On Tue, Nov 26, 2019 at 10:56:33AM +0000, Dean Rasheed wrote:
>On Sun, 24 Nov 2019 at 23:40, Tomas Vondra <tomas.vondra@2ndquadrant.com> wrote:
>>
>> Hi,
>>
>> Attached are two patched, related to this bug report.
>>
>>
>> 0001 - Fix choose_best_statistics to check clauses individually
>> ---------------------------------------------------------------
>>
>> This modifies the choose_best_statistics function to properly check
>> which clauses are actually covered by each statistic object, and only
>> use attnums from those.
>>
>> The patch ended up pretty small, because we already have all the
>> necessary info (per-clause attnums) precalculated.

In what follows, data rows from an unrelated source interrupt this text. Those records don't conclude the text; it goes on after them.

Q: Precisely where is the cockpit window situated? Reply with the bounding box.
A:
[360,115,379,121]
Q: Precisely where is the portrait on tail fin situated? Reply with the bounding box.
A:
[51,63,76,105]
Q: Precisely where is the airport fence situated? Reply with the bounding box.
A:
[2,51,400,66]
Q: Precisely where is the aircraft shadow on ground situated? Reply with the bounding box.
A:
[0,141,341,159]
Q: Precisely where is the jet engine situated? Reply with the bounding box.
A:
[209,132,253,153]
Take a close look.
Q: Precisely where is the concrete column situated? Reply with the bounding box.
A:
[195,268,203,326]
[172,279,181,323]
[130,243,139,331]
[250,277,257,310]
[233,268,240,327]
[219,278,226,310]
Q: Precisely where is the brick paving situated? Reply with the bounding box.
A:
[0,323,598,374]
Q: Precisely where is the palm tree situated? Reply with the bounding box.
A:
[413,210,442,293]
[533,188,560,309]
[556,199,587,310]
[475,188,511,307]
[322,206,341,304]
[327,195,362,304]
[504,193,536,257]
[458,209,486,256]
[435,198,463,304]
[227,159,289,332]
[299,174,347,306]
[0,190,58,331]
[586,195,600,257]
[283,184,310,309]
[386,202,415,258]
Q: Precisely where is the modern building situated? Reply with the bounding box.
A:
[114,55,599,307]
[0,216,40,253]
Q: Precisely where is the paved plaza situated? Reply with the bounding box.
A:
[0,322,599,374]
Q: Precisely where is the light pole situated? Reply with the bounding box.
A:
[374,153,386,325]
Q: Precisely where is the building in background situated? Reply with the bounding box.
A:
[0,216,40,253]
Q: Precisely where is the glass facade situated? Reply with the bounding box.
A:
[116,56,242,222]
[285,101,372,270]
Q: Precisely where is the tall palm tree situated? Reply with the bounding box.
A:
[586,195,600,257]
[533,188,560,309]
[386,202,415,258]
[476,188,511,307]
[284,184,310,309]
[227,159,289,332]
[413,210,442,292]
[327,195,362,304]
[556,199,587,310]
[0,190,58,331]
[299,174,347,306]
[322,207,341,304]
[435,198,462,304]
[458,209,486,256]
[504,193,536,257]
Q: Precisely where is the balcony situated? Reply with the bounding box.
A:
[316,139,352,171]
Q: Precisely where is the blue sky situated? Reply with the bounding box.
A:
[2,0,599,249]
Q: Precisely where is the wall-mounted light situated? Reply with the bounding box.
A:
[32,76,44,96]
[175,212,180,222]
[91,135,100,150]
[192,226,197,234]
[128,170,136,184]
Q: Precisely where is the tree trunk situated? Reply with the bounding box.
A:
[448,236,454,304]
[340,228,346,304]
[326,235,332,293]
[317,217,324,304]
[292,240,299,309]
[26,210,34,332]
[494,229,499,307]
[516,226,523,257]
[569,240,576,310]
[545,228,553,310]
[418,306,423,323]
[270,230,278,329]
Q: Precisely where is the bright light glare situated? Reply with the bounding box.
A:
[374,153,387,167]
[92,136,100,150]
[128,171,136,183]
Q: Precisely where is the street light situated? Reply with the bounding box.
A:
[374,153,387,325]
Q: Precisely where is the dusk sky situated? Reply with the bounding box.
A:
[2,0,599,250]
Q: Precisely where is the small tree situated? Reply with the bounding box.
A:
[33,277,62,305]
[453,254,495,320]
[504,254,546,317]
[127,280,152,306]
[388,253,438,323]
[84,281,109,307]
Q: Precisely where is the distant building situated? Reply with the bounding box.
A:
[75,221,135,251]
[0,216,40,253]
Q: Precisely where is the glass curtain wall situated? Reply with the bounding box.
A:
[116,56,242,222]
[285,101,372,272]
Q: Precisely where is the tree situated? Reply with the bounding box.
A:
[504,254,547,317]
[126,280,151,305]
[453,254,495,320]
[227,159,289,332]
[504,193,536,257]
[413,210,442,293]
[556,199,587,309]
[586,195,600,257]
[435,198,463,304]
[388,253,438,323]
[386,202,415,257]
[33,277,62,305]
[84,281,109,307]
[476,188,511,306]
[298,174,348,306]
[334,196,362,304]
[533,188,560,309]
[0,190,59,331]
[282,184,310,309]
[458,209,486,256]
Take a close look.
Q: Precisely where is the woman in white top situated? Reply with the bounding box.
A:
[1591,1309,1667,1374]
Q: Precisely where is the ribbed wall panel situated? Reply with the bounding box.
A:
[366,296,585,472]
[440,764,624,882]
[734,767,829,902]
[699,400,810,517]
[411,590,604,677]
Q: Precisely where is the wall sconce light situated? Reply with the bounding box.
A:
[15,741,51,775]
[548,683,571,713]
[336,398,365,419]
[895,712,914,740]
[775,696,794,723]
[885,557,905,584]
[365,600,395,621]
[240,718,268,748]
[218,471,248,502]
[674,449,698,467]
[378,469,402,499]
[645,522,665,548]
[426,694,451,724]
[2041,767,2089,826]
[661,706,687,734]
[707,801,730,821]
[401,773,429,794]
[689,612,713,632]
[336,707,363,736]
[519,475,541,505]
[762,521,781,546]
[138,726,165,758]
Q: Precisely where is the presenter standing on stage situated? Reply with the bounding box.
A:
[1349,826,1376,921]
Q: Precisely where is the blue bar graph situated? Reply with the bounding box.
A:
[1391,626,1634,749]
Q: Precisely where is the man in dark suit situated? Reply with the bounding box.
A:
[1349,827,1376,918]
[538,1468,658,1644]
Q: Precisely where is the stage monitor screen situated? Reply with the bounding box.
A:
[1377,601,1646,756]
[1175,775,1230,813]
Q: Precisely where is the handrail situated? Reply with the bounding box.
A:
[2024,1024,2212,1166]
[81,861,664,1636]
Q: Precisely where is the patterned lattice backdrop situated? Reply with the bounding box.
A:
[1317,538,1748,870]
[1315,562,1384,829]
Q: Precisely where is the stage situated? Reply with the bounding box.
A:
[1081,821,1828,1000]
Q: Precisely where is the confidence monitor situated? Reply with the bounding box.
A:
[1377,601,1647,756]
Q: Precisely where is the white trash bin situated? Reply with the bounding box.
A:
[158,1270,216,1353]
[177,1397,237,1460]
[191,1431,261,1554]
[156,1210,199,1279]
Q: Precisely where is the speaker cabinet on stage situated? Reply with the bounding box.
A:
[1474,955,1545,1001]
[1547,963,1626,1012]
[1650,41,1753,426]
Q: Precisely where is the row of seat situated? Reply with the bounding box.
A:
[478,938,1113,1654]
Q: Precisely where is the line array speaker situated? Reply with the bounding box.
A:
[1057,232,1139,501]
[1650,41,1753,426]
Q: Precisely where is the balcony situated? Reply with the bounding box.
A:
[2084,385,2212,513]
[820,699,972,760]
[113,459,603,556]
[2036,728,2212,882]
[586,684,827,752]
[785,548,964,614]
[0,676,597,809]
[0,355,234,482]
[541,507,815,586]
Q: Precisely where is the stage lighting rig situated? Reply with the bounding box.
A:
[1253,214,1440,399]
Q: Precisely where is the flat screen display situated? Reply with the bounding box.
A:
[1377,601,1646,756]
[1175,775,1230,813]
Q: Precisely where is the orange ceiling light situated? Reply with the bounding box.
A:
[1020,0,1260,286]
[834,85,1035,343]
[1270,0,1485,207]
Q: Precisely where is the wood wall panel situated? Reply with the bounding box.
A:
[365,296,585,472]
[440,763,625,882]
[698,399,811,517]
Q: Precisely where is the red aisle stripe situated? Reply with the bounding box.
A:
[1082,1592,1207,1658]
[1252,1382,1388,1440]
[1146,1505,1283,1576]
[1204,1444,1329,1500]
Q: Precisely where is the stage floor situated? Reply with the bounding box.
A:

Which means this
>> should not be much more expensive than before.
>>
>> The main drawback is that this does change signature of a function
>> defined in statistics.h - we have to pass more info (per-clause bitmaps
>> and info which clauses are already estimated). Which means ABI break.
>>
>> I'm not sure how likely it is that external code is calling this
>> function, but the probability is non-zero. So maybe even if the patch is
>> fairly small, in backbranches we should use the simple fix with just
>> returning if the list is NIL.
>>
>
>On a quick read-through that algorithm makes a lot more sense. It
>seems pretty unlikely that anyone would be using
>choose_best_statistics() anywhere else, so I think maybe it's fine to
>change that in back-branches.
>
>A couple of comments:
>
>1). I think you should pass estimatedClauses to
>choose_best_statistics() as a pure input parameter (i.e., remove one
>"*"), since it doesn't (and must not) modify that set.
Yeah, good point.
>In fact, on closer inspection, I don't think you need to pass it to
>choose_best_statistics() at all, since its callers already check
>clauses against estimatedClauses. Therefore, in
>choose_best_statistics(), incompatible and already-estimated clauses
>both appear the same (as NULL/empty attribute sets), and therefore the
>estimatedClauses check will never be tripped.
>
Right, but I'm thinking about the patch that allows applying multiple
statistics. With that applied, this changes to a while loop - and we'll
either have to rebuild the list_attnums or pass the bitmap.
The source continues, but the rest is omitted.